Portfolio-relative, not market-absolute

Scores describe position within an artist’s output. They do not translate to dollar value. The same 92nd-percentile score means very different things across artists at different market tiers. Any use in pricing, appraisal, or lending must combine framework output with independent market data.

Portfolio-size sensitivity

Small portfolios produce volatile percentiles. A score based on 5 artworks can swing by 15–20 points when a sixth is added. The confidence label addresses this, but it remains a structural limit.

Style-dependent interpretation

Some styles systematically produce certain metric patterns (e.g., underpaint-then-detail workflows produce unstable frame distributions). The portfolio-relative framing normalizes most of this, but edge cases exist where one artist’s natural baseline would be another’s outlier.

Design-stage validation

Formal validation — retest reliability studies, cross-artist correlation panels, expert-rater agreement — is described in the Validation Framework. These are planned protocols with stated maturity levels, not current empirical results. The scoring method is mathematically sound; the claim that scores correlate with market or expert judgment is design-stage.

Not a substitute for expertise

Framework outputs inform, but do not replace: certified appraisal, provenance research, market-comparable analysis, conservator examination, or authentication procedures.


Reproducibility guarantees

  • Deterministic. The same portfolio through the same pipeline version produces byte-identical outputs.
  • Versioned. Metric definitions, validation bounds, and aggregation rules carry a pipeline version. Score changes across versions are tracked in release notes.
  • Auditable. Every metric has a documented formula, production validation checks, and unit-tested edge cases (internal-profile detail sections).
  • No personalization. No artist-specific tuning parameters exist in production. A new artist’s portfolio is scored by the same pipeline that scored every prior artist’s.

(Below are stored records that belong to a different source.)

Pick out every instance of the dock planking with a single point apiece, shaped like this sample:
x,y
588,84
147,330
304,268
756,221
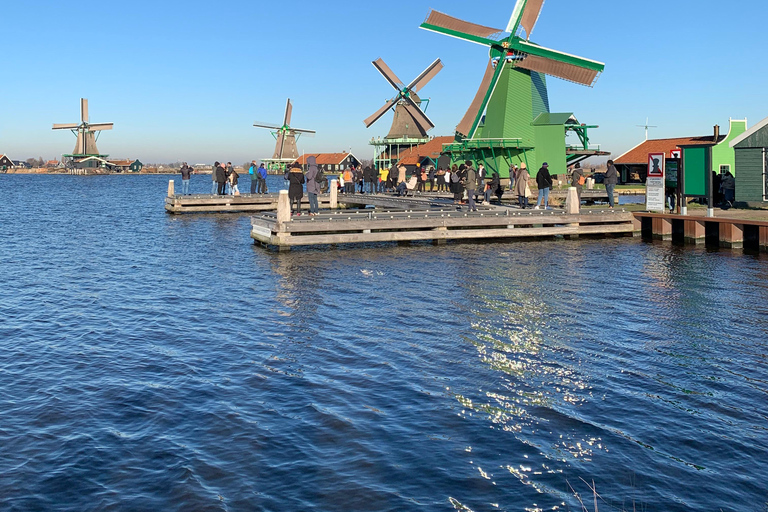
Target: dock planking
x,y
282,231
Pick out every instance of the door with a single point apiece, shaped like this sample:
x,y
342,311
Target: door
x,y
765,174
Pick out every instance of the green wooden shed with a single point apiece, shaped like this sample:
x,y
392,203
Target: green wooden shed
x,y
751,149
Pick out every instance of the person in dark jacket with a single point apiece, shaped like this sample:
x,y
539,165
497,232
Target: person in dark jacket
x,y
313,186
221,179
186,173
471,182
544,182
296,188
610,182
369,175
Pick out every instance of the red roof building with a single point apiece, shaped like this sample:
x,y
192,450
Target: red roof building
x,y
633,165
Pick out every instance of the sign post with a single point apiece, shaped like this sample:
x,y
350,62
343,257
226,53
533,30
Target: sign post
x,y
654,186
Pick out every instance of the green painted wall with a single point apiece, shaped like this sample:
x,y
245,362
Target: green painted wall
x,y
750,179
550,147
696,173
723,153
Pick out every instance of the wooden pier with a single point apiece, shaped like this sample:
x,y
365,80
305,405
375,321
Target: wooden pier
x,y
434,223
733,230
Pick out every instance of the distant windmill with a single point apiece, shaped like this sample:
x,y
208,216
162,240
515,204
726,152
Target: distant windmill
x,y
87,134
410,120
285,148
646,126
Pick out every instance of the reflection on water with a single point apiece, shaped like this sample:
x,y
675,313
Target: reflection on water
x,y
151,361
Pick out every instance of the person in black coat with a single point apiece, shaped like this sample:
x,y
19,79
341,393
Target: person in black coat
x,y
221,179
296,188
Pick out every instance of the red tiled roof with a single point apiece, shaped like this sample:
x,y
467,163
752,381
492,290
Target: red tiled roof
x,y
639,154
323,158
431,149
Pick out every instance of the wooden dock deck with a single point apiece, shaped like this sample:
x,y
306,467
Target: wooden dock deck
x,y
439,225
735,229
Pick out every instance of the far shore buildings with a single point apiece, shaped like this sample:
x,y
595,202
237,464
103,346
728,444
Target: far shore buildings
x,y
633,164
328,162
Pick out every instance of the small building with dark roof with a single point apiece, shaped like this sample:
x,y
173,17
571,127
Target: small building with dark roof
x,y
751,174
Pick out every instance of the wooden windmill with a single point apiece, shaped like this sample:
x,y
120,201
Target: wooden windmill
x,y
410,124
87,134
286,151
509,120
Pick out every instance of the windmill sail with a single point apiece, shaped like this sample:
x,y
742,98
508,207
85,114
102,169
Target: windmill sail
x,y
559,64
450,24
471,118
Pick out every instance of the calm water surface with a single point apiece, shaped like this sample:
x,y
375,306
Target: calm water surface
x,y
151,362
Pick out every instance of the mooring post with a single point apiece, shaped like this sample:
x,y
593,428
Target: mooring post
x,y
334,194
572,205
283,207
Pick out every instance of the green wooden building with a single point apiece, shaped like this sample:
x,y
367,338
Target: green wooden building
x,y
751,150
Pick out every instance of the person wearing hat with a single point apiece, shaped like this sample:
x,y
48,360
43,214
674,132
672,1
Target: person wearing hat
x,y
544,182
521,184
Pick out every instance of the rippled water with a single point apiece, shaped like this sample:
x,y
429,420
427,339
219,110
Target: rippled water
x,y
158,362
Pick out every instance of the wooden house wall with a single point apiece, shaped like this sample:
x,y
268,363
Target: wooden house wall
x,y
749,175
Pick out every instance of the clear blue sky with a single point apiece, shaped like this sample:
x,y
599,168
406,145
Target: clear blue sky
x,y
186,80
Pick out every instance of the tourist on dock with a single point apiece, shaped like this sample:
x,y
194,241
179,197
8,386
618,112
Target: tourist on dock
x,y
221,179
521,186
253,173
729,190
214,182
471,182
186,174
383,177
512,176
578,180
480,179
369,175
401,174
233,178
458,187
359,179
229,173
263,179
610,182
421,175
313,185
544,182
296,188
349,181
431,175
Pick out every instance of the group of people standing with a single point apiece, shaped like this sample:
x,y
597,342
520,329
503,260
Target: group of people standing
x,y
224,180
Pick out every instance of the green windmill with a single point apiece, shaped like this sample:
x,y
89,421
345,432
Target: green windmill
x,y
509,120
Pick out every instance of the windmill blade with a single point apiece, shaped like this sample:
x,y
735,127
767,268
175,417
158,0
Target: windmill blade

Worked example — reading a score card

Suppose an artwork scores:

  • Time & Effort: 89 (high confidence)
  • Skill & Artistry: 82 (high confidence)
  • Complexity & Detail: 94 (high confidence)

Reading this card:

  1. All three are above 80. This is a peak-tier work for this artist.
  2. Complexity is highest. The work is particularly distinguished by intricacy — stroke density, spatial variability, or compositional planning exceeds this artist’s typical range.
  3. High confidence across all three. The artist’s portfolio is mature enough that these percentiles are stable.
  4. All within same band. No interpretive tension — this isn’t a “high effort but low skill” or “complex but sloppy” pattern. It’s consistently peak.

Practitioners working with framework outputs (lenders, wealth managers, curators) combine this with market data, provenance, and domain expertise. The framework provides the quantitative layer; the final judgment remains theirs.